On Legacy, Repair, and Being Seen
What will I be when I grow up?
It’s a question I never had a solid answer to—not at eight, not at eighteen, not even now as i turn fifty. But it’s a question that keeps returning, reframed not as an external expectation but an internal curiosity. Maybe it’s not about what I’ll be, but what I’ll do. And maybe what I’ll do won’t be clear until I’ve done it. Until I’ve lived it. Until the shape of my life speaks for itself.
pix credit: https://pixabay.com/users/rachyt73-17514195/Lately, I’ve been holding a question from two ends:
If I got to the end of my life and my children were free, would that be enough?
And when I say free, I mean really free—from the burdens of generational trauma, free from administrative confusion about who they are or are allowed to be, free to simply be the siblings they want to be to one another and build the relationships they need with others, free to make decisions as suit where they are at in life … but I had left no legacy. No book. No course. No house let alone real estate portfolio! No bank account. Nothing attributed to my name, nothing for the public to point to and say, "They were here."
Would that be enough?
And on the other end of the spectrum: If I did leave something—a work of significance to me, something I created through consistency and being myself, something celebrated and remembered—but in doing so, I hadn’t fully resolved or metabolised the trauma I inherited and passed it forward, leaving it embedded in my children’s lives like asbestos in the walls…
Would that be worth it?
The heart answers quickly. The soul whispers with clarity. Of course, I would choose their freedom over my visibility. Of course, their emotional sovereignty matters more than a monument to my effort.
There are days however, that find my mind and emotional experience pulling and pushing in their shared space. Times when the mind needs scaffolding. Times when emotions aren't sure which experience they are responding to. The mind struggling in the absence of proof. It wants to name, to see, to witness something that says, you did well. That something happened because of me. That I mattered. And I know that this might be because of the emotional work yet to come or a way of creating purpose in lieu of feeling loneliness. But either way, still significant.
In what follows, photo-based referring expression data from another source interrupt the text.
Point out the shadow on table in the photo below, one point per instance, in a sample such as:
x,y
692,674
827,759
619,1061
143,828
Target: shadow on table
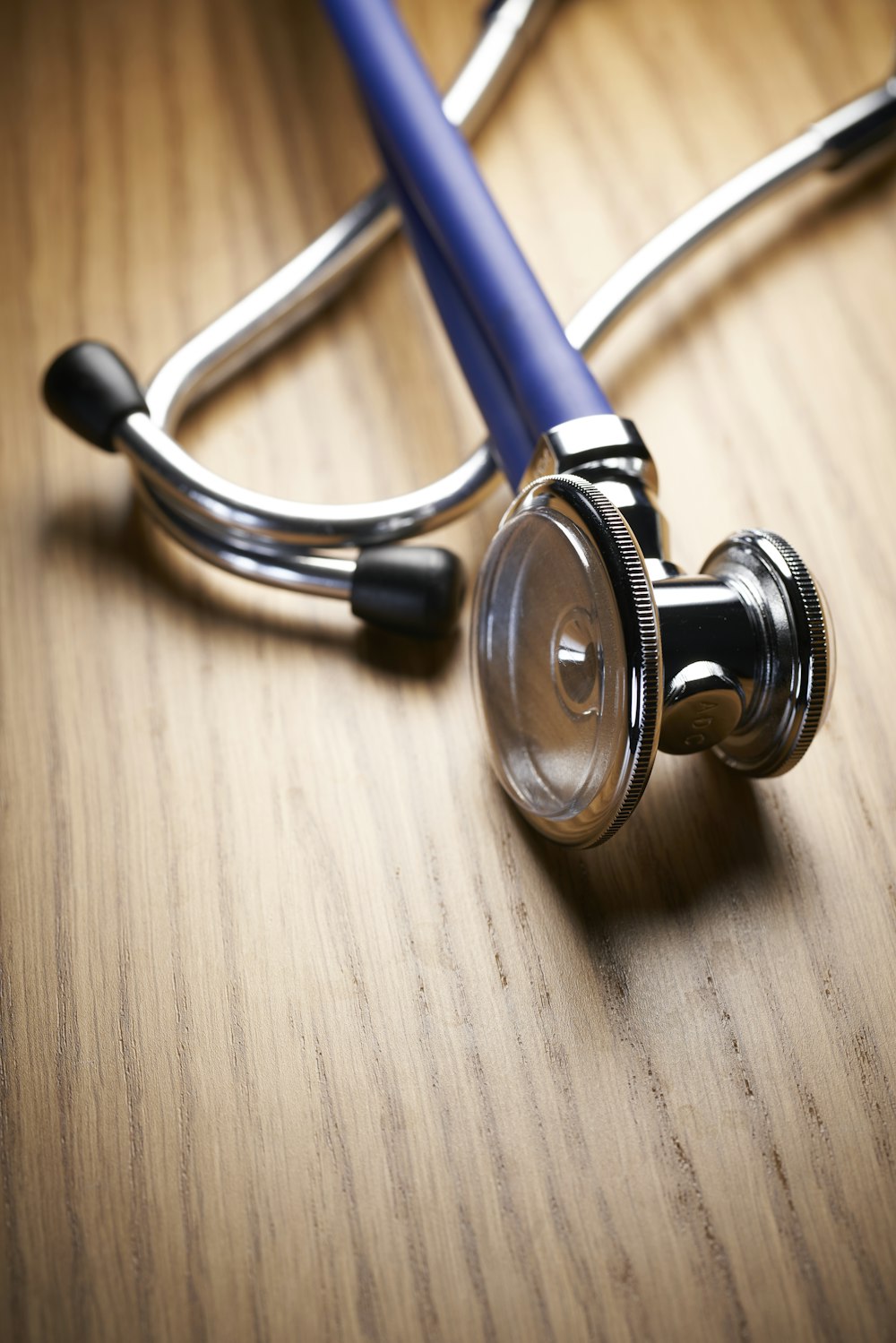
x,y
699,833
131,551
And so I find myself mapping the terrain between these poles—trying to find the middle ground between survival and sovereignty, healing and legacy, presence and visibility.
I realise: I am living emotional health, not defining it. I am not constructing theories in isolation. I am moving through them, body-first, breath-first, by repairing what I can and letting go of what I can’t. My emotional health is visible in how I’ve chosen not to pass certain things forward. How I’ve parented. How I've committed to healthy practices despite societal and sometimes, much more aggressive, pressures. How I’ve stayed present in discomfort, even when I longed to disappear, settle into apathy or by direct contrast, prove something by becoming bigger, louder and more.
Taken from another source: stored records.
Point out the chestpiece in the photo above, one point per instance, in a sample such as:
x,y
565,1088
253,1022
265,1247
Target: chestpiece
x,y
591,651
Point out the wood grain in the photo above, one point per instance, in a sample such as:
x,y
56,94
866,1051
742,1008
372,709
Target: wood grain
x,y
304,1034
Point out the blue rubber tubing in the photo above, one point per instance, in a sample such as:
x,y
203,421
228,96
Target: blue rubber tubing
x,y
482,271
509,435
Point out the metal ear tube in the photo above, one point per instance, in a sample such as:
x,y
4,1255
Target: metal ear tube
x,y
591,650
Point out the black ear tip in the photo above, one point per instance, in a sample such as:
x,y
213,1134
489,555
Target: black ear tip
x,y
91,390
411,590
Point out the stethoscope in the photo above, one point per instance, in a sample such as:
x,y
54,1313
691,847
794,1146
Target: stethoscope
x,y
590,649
This is inclusive practice, too—not just out there, in systems and language and advocacy, but in here. Inside me.
Am I including myself in the freedom I’m working so hard to create for others? Am I allowed to want something for myself—not instead of healing, but alongside it?
This reflection belongs in the body of work I’m building, even if no one ever reads it. It complicates the binary of success and failure, impact and invisibility. It asks: What if your legacy is not a product, but a pattern? Not a named achievement, but an invisible freedom from ties, passed down?
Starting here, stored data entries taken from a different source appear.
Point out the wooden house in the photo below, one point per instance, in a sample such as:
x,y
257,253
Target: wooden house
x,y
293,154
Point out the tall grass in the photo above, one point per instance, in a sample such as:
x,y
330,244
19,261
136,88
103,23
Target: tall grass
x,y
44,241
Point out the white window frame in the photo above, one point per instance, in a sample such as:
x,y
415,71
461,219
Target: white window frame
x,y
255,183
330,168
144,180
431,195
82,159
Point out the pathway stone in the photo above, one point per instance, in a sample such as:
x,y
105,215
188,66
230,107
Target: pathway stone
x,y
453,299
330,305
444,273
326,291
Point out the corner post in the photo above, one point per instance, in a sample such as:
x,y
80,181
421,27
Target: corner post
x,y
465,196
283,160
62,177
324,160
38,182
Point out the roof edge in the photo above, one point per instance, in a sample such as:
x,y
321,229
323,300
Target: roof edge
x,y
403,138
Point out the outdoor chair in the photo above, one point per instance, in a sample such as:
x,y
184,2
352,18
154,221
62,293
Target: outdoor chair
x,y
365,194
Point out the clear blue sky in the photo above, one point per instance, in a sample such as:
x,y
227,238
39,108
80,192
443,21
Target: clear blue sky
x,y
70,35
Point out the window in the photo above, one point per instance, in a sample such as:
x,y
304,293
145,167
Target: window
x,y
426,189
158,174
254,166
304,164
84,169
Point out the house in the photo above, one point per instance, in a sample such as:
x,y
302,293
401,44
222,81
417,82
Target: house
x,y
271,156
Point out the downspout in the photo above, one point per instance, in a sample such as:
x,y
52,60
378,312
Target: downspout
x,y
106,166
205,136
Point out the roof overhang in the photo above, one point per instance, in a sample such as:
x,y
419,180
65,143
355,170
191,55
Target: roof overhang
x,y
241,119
Maybe healing is a legacy. Maybe being deeply present, even invisibly, is a contribution. Maybe the work is happening anyway simply because of my consistency and life long (not just parenting) commitment.
And maybe—just maybe—there will be time for both: healing and creating. Repairing the past and offering something to the future.
By the end of my life, the answer to "what did I do?" will have written itself. It will have been worth it and that will be enough.